Given a database of n objects and k, the number of clusters to generate, assign the objects into k partitions (k <= n), where each partition represents one cluster.
The k-means algorithm is one of a group of algorithms called partitioning methods. The problem of partitional clustering can be formally stated as follows: Given n objects in a m-dimensional metric space, determine a partition of the objects into k groups, or clusters, such that the objects in a cluster are more similar to each other than to objects in different clusters. Recall that a partition divides a set into disjoint parts that together include all members of the set. The value of k may or may not be specified and a clustering criterion, typically the squared-error criterion, must be adopted.
The solution to this problem is straightforward. Select a clustering criterion, then for each data object select the cluster that optimizes the criterion. The k-means algorithm initializes k clusters by arbitrarily selecting one object to represent each cluster. Each of the remaining objects are assigned to a cluster and the clustering criterion is used to calculate the cluster mean. These means are used as the new cluster points and each object is reassigned to the cluster that it is most similar to.

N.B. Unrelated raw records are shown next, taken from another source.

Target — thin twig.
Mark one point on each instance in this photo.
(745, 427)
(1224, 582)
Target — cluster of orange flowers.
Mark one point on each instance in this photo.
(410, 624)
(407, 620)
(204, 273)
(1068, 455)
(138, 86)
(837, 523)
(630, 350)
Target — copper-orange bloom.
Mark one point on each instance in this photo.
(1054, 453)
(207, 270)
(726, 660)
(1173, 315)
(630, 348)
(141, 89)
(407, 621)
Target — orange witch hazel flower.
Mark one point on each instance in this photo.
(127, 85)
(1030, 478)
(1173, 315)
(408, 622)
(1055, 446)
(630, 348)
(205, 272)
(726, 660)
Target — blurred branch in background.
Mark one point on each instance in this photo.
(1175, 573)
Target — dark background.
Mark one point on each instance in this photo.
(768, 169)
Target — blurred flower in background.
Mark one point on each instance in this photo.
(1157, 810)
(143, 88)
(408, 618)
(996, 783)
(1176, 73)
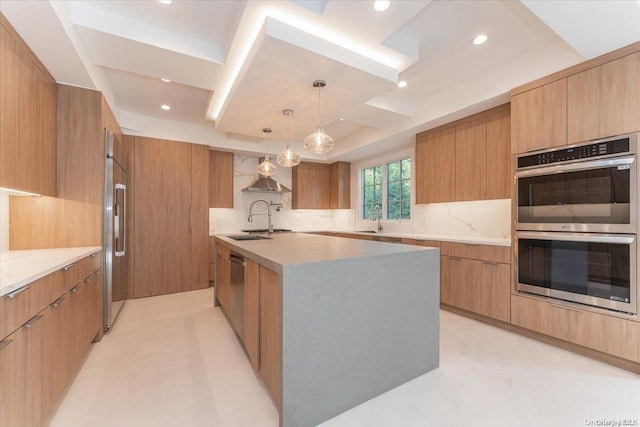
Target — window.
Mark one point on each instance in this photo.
(390, 182)
(371, 190)
(399, 189)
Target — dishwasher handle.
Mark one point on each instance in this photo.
(236, 259)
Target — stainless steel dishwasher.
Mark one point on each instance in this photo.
(237, 293)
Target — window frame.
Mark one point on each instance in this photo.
(384, 164)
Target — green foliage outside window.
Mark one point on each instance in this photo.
(399, 189)
(371, 190)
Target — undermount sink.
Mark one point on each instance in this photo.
(248, 237)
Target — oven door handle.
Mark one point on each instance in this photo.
(579, 166)
(582, 237)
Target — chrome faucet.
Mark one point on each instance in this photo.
(376, 213)
(251, 214)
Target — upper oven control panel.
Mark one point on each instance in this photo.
(598, 149)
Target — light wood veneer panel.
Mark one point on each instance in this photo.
(539, 118)
(604, 100)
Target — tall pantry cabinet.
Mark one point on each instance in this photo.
(171, 217)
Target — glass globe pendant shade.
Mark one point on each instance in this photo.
(288, 158)
(267, 168)
(319, 142)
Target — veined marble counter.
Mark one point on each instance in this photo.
(19, 268)
(359, 318)
(493, 241)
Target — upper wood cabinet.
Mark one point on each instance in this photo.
(499, 155)
(471, 160)
(220, 179)
(539, 118)
(465, 160)
(605, 100)
(340, 185)
(28, 117)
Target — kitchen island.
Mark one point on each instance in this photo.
(336, 321)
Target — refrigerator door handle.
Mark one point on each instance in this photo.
(121, 242)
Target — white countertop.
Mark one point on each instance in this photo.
(493, 241)
(301, 248)
(19, 268)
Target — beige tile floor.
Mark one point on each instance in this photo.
(174, 361)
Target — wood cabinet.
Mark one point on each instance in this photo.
(499, 175)
(252, 311)
(223, 278)
(471, 160)
(340, 185)
(21, 371)
(310, 186)
(42, 355)
(169, 208)
(476, 278)
(321, 186)
(220, 179)
(604, 100)
(465, 160)
(270, 366)
(28, 115)
(539, 118)
(607, 334)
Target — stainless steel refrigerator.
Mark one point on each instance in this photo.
(114, 239)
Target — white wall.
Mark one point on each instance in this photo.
(485, 218)
(4, 221)
(234, 220)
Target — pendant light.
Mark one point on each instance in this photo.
(266, 168)
(319, 142)
(288, 158)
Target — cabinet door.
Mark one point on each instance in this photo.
(424, 169)
(199, 216)
(340, 185)
(57, 321)
(539, 118)
(9, 109)
(499, 155)
(252, 311)
(223, 283)
(310, 182)
(271, 331)
(491, 290)
(162, 217)
(221, 179)
(444, 165)
(21, 376)
(604, 100)
(471, 164)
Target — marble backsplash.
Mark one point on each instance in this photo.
(486, 218)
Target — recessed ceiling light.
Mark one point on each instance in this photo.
(480, 39)
(381, 5)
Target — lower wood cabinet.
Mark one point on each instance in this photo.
(270, 363)
(608, 334)
(21, 373)
(41, 357)
(482, 285)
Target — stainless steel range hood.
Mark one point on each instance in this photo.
(265, 184)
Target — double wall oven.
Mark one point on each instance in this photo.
(576, 211)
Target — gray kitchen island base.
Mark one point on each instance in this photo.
(355, 328)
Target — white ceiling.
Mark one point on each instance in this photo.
(235, 65)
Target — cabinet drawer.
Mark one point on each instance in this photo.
(611, 335)
(490, 253)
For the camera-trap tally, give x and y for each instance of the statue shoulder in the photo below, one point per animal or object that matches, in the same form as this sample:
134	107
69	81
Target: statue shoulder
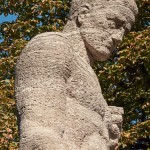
47	40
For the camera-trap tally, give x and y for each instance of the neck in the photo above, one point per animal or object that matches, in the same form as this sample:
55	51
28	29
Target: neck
72	31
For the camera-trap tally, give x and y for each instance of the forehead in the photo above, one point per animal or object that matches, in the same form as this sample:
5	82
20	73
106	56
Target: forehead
112	12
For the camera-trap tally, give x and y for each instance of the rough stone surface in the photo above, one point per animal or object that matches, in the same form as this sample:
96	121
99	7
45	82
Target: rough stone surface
59	99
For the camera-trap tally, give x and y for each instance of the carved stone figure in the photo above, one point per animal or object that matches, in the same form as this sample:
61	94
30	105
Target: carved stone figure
59	99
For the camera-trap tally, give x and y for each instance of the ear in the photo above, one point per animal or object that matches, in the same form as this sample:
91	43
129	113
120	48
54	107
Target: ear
84	9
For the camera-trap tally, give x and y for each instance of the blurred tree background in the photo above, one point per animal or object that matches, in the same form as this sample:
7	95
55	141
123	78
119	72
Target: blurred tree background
124	78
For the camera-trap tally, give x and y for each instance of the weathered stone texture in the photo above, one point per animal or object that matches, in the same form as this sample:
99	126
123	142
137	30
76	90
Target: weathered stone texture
59	99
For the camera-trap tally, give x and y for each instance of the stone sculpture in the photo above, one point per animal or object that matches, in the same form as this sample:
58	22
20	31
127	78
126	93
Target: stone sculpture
59	99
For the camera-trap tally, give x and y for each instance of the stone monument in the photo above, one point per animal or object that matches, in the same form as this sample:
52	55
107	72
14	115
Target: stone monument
59	99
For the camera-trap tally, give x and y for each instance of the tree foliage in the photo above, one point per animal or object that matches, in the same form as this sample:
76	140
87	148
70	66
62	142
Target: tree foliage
125	81
33	17
124	78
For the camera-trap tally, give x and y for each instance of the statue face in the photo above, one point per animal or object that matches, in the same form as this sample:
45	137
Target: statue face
103	29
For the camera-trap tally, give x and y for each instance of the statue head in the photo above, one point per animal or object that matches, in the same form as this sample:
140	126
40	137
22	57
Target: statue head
102	23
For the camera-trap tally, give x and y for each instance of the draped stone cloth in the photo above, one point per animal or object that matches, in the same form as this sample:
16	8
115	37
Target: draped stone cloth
59	99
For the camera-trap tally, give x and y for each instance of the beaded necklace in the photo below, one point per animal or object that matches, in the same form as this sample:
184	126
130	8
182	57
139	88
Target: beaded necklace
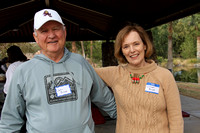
136	78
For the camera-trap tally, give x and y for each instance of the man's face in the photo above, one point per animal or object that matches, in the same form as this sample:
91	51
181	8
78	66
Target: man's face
51	38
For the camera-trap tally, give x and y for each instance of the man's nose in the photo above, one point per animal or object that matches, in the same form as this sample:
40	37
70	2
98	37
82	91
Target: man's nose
51	34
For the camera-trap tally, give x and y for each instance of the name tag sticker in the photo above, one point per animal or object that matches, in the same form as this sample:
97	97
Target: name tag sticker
63	90
152	88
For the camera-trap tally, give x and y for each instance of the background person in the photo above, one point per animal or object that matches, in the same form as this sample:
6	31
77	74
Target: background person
54	90
146	95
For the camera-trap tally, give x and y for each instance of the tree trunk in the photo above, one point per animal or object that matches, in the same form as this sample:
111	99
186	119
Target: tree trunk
198	47
170	54
91	50
83	51
74	49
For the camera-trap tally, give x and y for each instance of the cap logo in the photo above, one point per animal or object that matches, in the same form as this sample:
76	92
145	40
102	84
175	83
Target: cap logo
47	13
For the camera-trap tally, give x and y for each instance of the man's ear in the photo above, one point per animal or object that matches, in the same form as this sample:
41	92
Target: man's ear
35	36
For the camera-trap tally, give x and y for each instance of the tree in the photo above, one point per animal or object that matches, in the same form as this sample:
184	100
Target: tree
170	46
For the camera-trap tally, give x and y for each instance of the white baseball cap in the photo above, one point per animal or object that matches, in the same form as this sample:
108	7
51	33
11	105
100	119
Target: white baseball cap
45	15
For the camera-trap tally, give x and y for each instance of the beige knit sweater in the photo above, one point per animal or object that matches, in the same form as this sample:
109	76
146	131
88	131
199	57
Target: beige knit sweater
144	112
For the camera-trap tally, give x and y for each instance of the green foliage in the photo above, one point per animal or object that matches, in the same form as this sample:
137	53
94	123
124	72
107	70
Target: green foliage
185	33
160	39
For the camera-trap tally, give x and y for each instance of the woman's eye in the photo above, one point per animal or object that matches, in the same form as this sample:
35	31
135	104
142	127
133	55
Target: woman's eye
125	46
43	31
137	43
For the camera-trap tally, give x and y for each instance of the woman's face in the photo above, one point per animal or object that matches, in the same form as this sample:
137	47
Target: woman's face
134	49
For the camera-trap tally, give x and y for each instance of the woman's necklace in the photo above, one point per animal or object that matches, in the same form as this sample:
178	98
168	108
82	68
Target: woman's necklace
136	78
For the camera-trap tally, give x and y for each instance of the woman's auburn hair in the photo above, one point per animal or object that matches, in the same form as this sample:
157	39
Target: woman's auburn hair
121	36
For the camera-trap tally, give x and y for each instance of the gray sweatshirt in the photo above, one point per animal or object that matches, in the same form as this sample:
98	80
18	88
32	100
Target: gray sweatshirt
55	97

This continues until there is no longer a change when the clusters are recalculated. The algorithm is shown below.
k-means Algorithm:
1. Select k clusters arbitrarily.
2. Initialize cluster centers with those k clusters.
3. Do loop
a. Partition by assigning or reassigning all data objects to their closest cluster center.
b. Compute new cluster centers as mean value of the objects in each cluster.

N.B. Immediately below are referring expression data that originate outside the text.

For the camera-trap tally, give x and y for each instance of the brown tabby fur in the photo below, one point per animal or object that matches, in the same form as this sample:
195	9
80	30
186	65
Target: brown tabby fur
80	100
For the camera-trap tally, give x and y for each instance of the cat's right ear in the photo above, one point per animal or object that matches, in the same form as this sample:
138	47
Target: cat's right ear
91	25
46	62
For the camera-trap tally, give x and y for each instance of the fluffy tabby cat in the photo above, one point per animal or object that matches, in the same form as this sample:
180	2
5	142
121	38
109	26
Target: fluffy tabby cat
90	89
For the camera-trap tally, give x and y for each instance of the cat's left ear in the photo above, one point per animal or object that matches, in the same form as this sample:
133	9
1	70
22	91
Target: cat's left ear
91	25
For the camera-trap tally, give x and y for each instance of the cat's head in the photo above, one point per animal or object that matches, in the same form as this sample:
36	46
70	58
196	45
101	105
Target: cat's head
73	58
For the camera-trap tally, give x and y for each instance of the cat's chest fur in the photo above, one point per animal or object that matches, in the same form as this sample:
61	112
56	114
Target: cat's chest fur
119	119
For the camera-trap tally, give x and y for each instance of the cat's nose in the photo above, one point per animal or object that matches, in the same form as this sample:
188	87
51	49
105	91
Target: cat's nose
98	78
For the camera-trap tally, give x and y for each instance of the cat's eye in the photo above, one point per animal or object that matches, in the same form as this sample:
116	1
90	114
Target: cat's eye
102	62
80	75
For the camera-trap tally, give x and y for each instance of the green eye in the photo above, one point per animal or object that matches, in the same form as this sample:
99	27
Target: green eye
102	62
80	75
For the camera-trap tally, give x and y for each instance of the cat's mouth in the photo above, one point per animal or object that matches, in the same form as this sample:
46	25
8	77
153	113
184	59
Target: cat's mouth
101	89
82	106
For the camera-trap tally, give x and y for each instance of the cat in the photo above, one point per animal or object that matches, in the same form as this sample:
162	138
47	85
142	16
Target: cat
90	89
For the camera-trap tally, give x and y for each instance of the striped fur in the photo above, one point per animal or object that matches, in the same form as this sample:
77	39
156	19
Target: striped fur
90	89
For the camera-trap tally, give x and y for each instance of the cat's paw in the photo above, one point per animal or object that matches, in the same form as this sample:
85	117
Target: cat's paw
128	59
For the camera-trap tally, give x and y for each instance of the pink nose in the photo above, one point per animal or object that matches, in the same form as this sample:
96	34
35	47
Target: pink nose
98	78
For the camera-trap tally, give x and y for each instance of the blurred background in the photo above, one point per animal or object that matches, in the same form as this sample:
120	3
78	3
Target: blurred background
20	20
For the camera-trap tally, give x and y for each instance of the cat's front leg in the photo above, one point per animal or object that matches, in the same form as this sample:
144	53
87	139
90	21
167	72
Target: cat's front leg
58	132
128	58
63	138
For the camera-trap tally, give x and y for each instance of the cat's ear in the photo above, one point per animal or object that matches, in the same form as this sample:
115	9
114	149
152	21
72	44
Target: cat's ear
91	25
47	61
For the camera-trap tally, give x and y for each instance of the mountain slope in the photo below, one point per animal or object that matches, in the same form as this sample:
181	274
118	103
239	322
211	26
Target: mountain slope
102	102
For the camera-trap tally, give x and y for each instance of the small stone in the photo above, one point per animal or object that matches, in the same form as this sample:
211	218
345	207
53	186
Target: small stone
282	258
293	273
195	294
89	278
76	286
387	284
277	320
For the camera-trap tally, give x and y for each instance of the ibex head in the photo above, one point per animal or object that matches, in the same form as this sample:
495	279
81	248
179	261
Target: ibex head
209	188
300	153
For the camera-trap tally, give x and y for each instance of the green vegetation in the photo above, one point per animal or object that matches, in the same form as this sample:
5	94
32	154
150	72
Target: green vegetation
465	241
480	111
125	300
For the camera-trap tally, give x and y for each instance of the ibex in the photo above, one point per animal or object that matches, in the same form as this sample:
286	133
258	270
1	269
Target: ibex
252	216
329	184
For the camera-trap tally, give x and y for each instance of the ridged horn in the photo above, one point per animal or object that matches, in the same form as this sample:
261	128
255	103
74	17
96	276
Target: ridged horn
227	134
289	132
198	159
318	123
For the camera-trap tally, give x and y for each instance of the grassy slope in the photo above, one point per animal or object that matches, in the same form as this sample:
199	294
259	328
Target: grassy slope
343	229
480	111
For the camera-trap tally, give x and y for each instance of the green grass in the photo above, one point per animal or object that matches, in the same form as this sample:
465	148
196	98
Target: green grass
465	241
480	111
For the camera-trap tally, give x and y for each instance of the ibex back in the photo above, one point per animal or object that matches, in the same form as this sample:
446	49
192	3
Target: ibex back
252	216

Until no change in cluster center calculation
Figure 1: Sample Data
Example: Suppose we are given the data in Figure 1 as input and we choose k = 2 and the Manhattan distance function d = |x2 − x1| + |y2 − y1|. The detailed computation is as follows:
Step 1. Initialize k partitions. An initial partition can be formed by first specifying a set of k seed points. The seed points could be the first k objects or k objects chosen randomly from the input objects. We choose the first two objects as seed points and initialize the clusters as K1={(0,0)} and K2={(0,1)}.
Step 2. Since there is only one point in each cluster, that point is the cluster center.

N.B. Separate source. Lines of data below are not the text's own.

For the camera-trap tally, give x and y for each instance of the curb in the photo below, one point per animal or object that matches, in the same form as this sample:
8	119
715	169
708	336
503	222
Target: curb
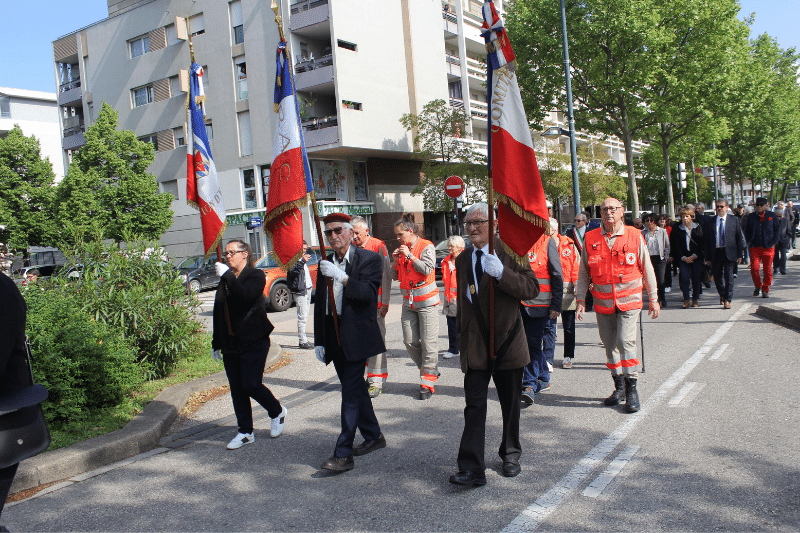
141	434
780	315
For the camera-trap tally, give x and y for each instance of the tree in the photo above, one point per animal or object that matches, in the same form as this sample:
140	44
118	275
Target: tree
107	189
438	132
26	192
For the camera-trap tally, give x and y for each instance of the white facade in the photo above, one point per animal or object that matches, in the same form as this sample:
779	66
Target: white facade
36	113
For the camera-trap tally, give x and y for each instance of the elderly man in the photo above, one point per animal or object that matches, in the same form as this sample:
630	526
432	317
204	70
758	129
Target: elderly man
477	270
355	275
377	366
616	262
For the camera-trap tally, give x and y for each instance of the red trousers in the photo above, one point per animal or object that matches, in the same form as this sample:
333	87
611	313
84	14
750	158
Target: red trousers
757	255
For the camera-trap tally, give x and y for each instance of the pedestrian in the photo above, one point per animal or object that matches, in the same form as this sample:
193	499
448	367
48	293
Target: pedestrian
782	246
658	246
377	365
687	250
355	275
540	313
476	270
761	234
724	246
415	267
241	334
299	283
455	245
616	263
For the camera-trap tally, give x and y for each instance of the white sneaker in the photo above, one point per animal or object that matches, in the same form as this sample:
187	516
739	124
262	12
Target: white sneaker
240	440
276	425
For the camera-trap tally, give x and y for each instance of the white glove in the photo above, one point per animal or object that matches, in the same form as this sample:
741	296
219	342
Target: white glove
319	351
330	270
492	265
220	267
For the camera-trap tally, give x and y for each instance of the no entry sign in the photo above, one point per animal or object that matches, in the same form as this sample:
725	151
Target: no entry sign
454	187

Step 3a. Calculate the distance between each object and each cluster center, assigning the object to the closest cluster.
For example, for the third object:
d(1,3) = |1 − 0| + |1 − 0| = 2 and
d(2,3) = |1 − 0| + |1 − 1| = 1,
so this object is assigned to K2.
The fifth object is equidistant from both clusters, so we arbitrarily assign it to K1.
After calculating the distance for all points, the clusters contain the following objects:
K1 = {(0,0),(1,0),(0.5,0.5)} and
K2 = {(0,1),(1,1),(5,5),(5,6),(6,6),(6,5),(5.5,5.5)}.
Step 3b. Compute new cluster center for each cluster.
New center for K1 is C1 = (0.5,0.16)
(0+1+0.5)/3 = 0.5
(0+0+0.5)/3 = 0.16
New center for K2 is C2 = (4.1,4.2)
(0+1+5+5+6+6+5.5)/7 = 4.1
(1+1+5+5+6+6+5.5)/7 = 4.2
Step 3a'. New centers C1 = (0.5,0.16) and C2 = (4.1,4.2) differ from old centers C1 = (0,0) and C2 = (0,1), so the loop is repeated.
Reassign the ten objects to the closest cluster center, resulting in:
K1 = {(0,0),(0,1),(1,1),(1,0),(0.5,0.5)}
K2 = {(5,5),(5,6),(6,6),(6,5),(5.5,5.5)}
Step 3b'. Compute new cluster center for each cluster
New center for K1 is C1 = (0.5,0.5)
New center for K2 is C2 = (5.5,5.5)
Step 3a''. New centers C1 = (0.5,0.5) and C2 = (5.5,5.5) differ from old centers C1 = (0.5,0.16) and C2 = (4.1,4.2), so the loop is repeated.
Reassign the ten objects to the closest cluster center. Result is same as in Step 3a'.
Step 3b''. Compute new cluster centers.
Algorithm is done: Centers are the same as in Step 3b', so algorithm is finished. Result is same as in 3b'.
The k-means method assigns objects into clusters so that the resulting intra-cluster similarity is high, but the inter-cluster similarity is low.
The k-means method (a centroid-based approach)
Algorithm: k-Means
Input: k = the number of clusters to generate
D = a set of n instances of the form (p1, p2, …, pm), where each pu represents a coordinate in a m-dimensional space
Output: K = a set of k clusters
Method:
1. arbitrarily choose k instances as the initial centroids
2. repeat
3. assign each remaining instance to the cluster Ka to which it is most similar (i.e., to the same cluster as the centroid to which it is closest)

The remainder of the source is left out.